Kathryn Lucretia Silliman1,2
F, (19 June 1905 - 24 March 2002)
- Relationships
- 2nd great-granddaughter of Johann George Kurz
2nd great-granddaughter of Abraham Wolf
Kathryn Lucretia Silliman was born on 19 June 1905 at Coonoor, India.2,3 She was the daughter of Edward Eugene Silliman and Susan Ida Kurtz.1 Kathryn Lucretia Silliman married, at age 23, Verner Israel Olson, age 27, son of Israel Olson and Sigrid Hafslund, on Tuesday, 11 June 1929 at Chicago, Cook County, Illinois.4 Kathryn Lucretia Silliman died on 24 March 2002 at Redlands, San Bernardino County, California, at age 96 years, 9 months and 5 days.2,3
At age one and a half when ill with dysentery, her only sister, 3-month-old Mary, died of convulsions, but Kathryn survived. Named after two grandmothers, Catherine Miller Kurtz and Lucretia Powell Silliman, she lived in Narsaravupet, Guntur, India as a young child until age three and a half.
The next four years were spent in various places in the United States, first with her parents on furlough and then just with her mother who stayed behind to regain her health. It was in Florida in a little one-room schoolhouse that Kathryn attended first grade. It was also during this period that Kathryn received her first piano lessons from her Cousin Clara.

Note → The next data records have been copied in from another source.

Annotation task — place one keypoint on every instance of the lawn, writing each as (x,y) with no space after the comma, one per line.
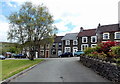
(11,67)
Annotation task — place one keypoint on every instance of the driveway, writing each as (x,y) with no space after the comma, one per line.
(60,70)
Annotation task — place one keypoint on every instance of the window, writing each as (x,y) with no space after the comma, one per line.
(106,35)
(93,39)
(84,46)
(60,44)
(84,40)
(67,49)
(117,35)
(47,45)
(67,42)
(93,45)
(75,42)
(53,52)
(41,52)
(53,44)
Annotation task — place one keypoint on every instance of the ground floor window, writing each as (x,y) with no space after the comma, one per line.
(53,52)
(93,45)
(41,52)
(84,46)
(67,49)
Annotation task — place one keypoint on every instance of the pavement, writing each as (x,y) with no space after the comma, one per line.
(60,70)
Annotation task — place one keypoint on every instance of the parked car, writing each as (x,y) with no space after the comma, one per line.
(66,54)
(19,56)
(2,57)
(77,53)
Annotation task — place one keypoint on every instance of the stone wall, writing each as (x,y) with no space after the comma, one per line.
(105,69)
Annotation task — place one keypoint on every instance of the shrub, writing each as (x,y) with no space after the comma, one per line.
(106,46)
(116,50)
(89,50)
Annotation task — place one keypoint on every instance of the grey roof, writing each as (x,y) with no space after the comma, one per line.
(108,28)
(70,36)
(57,39)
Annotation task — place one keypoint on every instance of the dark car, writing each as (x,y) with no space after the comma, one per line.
(2,57)
(20,56)
(66,54)
(77,53)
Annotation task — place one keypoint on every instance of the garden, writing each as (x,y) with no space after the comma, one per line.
(104,59)
(12,67)
(106,51)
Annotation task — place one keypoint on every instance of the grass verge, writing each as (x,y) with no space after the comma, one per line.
(12,67)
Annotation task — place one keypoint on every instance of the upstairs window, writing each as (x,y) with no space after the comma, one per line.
(75,42)
(93,39)
(106,36)
(67,49)
(60,44)
(53,44)
(84,39)
(117,35)
(67,42)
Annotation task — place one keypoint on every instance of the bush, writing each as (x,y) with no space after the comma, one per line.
(116,50)
(106,46)
(89,50)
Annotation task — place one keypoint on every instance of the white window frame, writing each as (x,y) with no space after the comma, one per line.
(116,35)
(117,40)
(74,42)
(92,39)
(107,34)
(84,45)
(84,38)
(40,52)
(92,45)
(67,48)
(67,42)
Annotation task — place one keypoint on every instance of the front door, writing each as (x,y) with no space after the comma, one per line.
(47,54)
(75,49)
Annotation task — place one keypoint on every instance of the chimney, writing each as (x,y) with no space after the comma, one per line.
(81,29)
(99,25)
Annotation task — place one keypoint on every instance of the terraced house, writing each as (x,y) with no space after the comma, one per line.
(70,43)
(56,48)
(86,38)
(108,32)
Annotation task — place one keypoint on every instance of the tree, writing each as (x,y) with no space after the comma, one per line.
(30,25)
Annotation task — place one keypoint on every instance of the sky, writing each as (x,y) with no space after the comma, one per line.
(69,15)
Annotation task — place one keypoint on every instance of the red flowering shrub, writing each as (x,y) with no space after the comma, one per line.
(106,46)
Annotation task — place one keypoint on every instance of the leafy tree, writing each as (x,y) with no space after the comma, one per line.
(30,25)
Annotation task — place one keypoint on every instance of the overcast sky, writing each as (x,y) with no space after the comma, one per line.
(69,15)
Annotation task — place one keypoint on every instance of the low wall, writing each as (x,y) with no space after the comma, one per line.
(105,69)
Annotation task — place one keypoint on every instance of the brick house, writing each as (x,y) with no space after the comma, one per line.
(86,38)
(108,32)
(56,47)
(69,42)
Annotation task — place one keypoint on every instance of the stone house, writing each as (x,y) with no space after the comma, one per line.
(56,47)
(86,38)
(108,33)
(69,42)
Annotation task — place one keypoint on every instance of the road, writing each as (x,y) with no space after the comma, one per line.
(60,70)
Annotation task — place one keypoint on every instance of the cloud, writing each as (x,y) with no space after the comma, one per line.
(81,13)
(4,27)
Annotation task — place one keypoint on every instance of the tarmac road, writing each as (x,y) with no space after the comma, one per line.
(60,70)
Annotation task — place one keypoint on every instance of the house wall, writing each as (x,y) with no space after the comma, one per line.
(71,46)
(112,37)
(56,48)
(80,42)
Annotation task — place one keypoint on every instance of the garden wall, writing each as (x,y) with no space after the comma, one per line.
(105,69)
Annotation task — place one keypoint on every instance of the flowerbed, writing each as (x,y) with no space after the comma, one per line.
(103,68)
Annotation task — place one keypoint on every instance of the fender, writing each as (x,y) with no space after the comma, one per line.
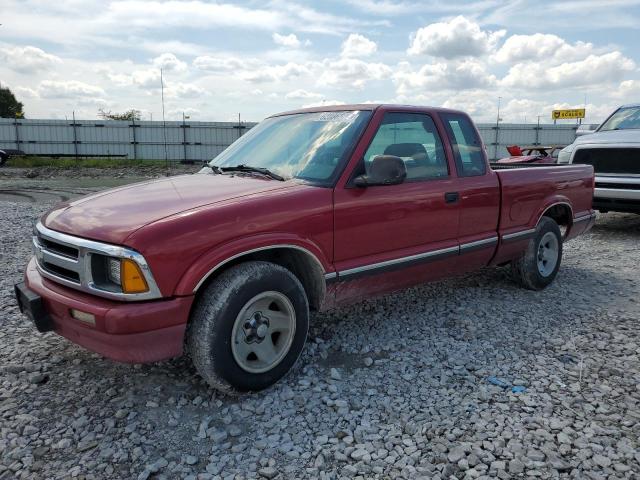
(221,254)
(548,203)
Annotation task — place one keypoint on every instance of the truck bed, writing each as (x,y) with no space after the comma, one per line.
(521,205)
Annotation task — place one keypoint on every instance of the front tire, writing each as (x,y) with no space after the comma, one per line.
(539,264)
(248,327)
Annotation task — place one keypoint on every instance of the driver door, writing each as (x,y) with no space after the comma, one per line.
(392,236)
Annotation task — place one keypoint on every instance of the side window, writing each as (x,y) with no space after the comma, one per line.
(414,138)
(467,147)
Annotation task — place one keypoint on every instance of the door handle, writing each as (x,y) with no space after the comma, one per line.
(451,197)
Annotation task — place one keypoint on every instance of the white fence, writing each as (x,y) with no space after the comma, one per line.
(199,141)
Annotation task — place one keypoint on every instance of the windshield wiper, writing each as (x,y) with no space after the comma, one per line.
(249,168)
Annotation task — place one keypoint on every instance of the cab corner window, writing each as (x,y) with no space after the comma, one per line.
(466,145)
(415,139)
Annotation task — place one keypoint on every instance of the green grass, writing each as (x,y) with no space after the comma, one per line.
(33,162)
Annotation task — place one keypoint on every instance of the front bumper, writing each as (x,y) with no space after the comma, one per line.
(133,332)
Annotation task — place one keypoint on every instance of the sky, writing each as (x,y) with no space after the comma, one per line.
(255,58)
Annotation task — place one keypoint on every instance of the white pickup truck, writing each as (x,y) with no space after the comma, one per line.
(614,151)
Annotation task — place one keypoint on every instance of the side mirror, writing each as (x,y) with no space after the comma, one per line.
(384,170)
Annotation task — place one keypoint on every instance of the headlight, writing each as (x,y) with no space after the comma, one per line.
(116,274)
(565,154)
(113,270)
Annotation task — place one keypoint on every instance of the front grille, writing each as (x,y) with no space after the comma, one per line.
(59,248)
(61,272)
(60,260)
(610,160)
(80,263)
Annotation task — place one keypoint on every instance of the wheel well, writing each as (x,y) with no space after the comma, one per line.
(303,265)
(561,213)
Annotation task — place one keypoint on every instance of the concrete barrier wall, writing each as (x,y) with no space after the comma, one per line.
(199,141)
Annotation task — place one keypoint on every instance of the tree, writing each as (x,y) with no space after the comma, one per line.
(9,106)
(129,115)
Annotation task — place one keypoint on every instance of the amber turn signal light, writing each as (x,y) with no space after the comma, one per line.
(132,278)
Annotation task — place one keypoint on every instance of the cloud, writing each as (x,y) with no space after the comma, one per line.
(147,78)
(290,40)
(459,37)
(301,94)
(275,73)
(629,91)
(458,75)
(358,46)
(352,72)
(593,70)
(28,60)
(223,64)
(539,46)
(169,62)
(68,89)
(25,92)
(384,7)
(323,103)
(184,90)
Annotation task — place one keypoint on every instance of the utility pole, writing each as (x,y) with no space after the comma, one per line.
(495,150)
(164,125)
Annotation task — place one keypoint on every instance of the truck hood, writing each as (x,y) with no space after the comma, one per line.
(112,215)
(611,136)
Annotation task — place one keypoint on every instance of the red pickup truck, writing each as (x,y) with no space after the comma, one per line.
(309,210)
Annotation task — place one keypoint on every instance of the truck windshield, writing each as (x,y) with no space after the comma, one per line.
(626,118)
(309,146)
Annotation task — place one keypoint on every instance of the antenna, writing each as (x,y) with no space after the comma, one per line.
(164,125)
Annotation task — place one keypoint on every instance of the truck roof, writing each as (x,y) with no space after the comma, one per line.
(369,107)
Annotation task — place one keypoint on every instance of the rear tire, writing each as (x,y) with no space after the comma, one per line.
(248,327)
(539,264)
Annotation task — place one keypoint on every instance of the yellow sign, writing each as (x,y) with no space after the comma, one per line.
(564,114)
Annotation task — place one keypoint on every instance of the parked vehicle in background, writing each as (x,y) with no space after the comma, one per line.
(532,154)
(614,152)
(308,210)
(586,129)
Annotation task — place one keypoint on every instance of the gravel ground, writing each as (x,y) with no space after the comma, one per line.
(392,388)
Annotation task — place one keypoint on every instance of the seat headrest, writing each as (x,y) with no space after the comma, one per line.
(404,149)
(387,166)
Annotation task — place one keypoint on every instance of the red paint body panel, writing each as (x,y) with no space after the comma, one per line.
(111,216)
(187,226)
(126,332)
(182,248)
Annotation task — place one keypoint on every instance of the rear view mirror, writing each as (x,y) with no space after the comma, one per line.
(384,170)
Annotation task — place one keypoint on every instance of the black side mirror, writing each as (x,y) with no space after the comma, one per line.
(384,170)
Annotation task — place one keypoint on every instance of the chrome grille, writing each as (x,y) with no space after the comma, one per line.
(67,260)
(617,161)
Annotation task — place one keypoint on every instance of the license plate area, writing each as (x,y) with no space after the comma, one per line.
(31,305)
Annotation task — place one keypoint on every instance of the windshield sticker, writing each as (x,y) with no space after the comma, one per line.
(347,116)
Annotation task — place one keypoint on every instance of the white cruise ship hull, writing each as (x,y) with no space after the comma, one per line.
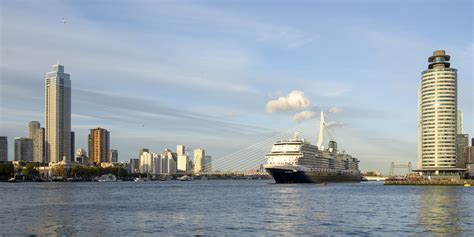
(288,174)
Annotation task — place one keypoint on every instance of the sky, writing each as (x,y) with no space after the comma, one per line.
(223,75)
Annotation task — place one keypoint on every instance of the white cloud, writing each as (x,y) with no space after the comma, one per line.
(335,110)
(303,115)
(293,101)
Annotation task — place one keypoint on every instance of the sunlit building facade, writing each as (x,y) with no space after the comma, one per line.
(438,116)
(58,115)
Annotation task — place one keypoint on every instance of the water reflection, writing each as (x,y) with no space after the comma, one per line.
(441,211)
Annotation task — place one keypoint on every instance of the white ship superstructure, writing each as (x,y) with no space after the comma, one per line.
(296,160)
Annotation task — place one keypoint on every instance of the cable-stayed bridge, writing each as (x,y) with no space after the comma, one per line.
(253,156)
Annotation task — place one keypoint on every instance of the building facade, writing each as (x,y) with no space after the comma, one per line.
(23,149)
(199,155)
(113,156)
(3,148)
(58,115)
(81,156)
(438,117)
(36,133)
(99,145)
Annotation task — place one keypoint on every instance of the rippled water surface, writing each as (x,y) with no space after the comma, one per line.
(234,207)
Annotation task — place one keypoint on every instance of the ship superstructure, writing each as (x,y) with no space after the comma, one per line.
(297,161)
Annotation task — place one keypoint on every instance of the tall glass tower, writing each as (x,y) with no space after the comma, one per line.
(437,116)
(58,115)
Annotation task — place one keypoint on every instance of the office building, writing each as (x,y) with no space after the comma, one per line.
(156,163)
(3,148)
(36,133)
(199,155)
(180,150)
(73,145)
(58,115)
(134,166)
(146,163)
(438,117)
(99,145)
(459,118)
(183,164)
(171,160)
(113,156)
(81,156)
(23,149)
(462,141)
(207,167)
(141,150)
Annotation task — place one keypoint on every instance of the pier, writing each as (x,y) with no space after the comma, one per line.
(441,182)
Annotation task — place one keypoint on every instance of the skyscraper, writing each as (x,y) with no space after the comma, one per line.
(23,149)
(99,145)
(36,133)
(3,148)
(459,122)
(199,155)
(113,156)
(437,116)
(180,150)
(73,145)
(58,114)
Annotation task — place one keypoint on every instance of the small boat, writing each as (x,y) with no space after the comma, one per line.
(186,178)
(107,178)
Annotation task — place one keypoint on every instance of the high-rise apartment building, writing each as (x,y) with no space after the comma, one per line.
(3,148)
(459,122)
(199,155)
(58,115)
(180,150)
(73,145)
(36,133)
(23,149)
(113,156)
(438,117)
(81,156)
(99,145)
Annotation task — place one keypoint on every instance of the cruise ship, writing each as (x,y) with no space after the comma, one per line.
(295,160)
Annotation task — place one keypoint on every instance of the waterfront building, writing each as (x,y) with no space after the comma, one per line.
(459,121)
(207,167)
(199,155)
(438,117)
(180,150)
(58,115)
(113,156)
(134,166)
(73,145)
(36,133)
(171,160)
(81,156)
(183,163)
(141,150)
(3,148)
(462,141)
(99,145)
(146,163)
(23,149)
(156,163)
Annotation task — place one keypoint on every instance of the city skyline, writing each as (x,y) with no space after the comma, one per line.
(156,99)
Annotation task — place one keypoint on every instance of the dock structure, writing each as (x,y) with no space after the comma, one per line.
(440,182)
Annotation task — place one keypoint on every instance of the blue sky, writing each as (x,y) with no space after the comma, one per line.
(200,73)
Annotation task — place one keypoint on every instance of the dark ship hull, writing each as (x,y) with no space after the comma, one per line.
(281,175)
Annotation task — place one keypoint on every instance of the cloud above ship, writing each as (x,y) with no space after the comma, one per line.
(295,100)
(303,115)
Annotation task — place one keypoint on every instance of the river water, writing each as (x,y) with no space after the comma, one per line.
(233,207)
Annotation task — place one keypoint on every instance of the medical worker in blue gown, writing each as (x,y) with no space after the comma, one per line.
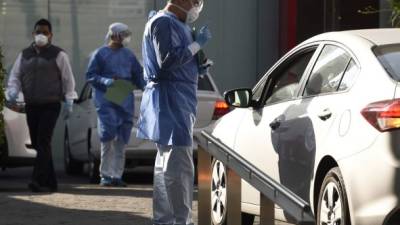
(168,107)
(108,63)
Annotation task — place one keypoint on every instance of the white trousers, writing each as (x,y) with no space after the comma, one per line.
(173,185)
(112,162)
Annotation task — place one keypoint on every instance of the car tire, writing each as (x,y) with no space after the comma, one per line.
(332,200)
(219,187)
(71,166)
(94,173)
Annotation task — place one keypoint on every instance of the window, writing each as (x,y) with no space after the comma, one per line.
(286,84)
(328,71)
(204,83)
(349,76)
(389,56)
(257,93)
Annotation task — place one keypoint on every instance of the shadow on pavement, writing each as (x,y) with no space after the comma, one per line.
(15,211)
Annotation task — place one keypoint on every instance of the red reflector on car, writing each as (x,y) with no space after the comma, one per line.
(383,115)
(220,109)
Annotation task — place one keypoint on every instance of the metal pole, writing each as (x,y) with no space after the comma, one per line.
(234,197)
(267,211)
(204,185)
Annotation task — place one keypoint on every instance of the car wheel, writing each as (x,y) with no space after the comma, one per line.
(219,196)
(332,201)
(71,166)
(94,173)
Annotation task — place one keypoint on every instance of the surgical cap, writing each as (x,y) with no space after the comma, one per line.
(119,29)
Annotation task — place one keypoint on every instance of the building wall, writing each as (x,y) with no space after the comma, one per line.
(245,34)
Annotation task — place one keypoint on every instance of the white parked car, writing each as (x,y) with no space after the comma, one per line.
(324,122)
(17,151)
(82,144)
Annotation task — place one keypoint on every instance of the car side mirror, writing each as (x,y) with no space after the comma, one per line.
(239,98)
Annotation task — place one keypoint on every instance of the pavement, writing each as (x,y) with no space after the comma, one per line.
(77,202)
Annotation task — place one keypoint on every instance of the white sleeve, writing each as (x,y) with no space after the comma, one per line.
(68,80)
(14,82)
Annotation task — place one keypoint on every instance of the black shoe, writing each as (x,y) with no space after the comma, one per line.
(118,182)
(35,187)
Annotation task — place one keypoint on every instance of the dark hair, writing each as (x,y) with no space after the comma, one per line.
(43,22)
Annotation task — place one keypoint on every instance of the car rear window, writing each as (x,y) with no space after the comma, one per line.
(389,57)
(204,83)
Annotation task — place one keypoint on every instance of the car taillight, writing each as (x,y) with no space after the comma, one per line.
(383,115)
(220,109)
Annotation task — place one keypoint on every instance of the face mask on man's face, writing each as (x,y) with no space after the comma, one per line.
(41,40)
(126,41)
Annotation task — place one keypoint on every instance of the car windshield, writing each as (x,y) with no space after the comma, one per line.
(389,56)
(204,83)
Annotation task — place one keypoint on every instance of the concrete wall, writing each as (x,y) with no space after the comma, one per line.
(244,44)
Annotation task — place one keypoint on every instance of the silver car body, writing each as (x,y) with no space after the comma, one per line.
(309,146)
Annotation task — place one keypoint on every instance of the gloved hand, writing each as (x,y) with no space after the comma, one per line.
(12,96)
(68,108)
(203,36)
(107,81)
(151,14)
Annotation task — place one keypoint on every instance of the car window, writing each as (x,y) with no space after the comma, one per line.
(389,57)
(328,71)
(204,83)
(349,76)
(257,92)
(287,83)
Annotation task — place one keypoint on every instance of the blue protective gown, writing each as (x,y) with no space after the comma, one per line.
(168,107)
(114,120)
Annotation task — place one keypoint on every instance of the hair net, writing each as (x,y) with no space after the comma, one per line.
(119,29)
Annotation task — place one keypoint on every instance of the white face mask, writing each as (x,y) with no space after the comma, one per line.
(41,40)
(126,41)
(192,15)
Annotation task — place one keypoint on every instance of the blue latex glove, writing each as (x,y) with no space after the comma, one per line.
(203,36)
(151,14)
(68,108)
(12,96)
(107,81)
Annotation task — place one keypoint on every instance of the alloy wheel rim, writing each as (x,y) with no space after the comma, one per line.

At age 7, Kathryn with her mother returned to India. She was sent to Hebron School for girls, a boarding school in Coonoor, attended by daughters of English government officials and business men, and daughters of American missionaries, where her favorite classes were Bible study and piano lessons. She went home to her parents only at school holidays and delighted in playing new hymns on the reed organ to please her father. At age nine and a half she was baptized by a Telegu pastor, the first missionary’s child to be baptized by an Indian pastor on the Telegu field.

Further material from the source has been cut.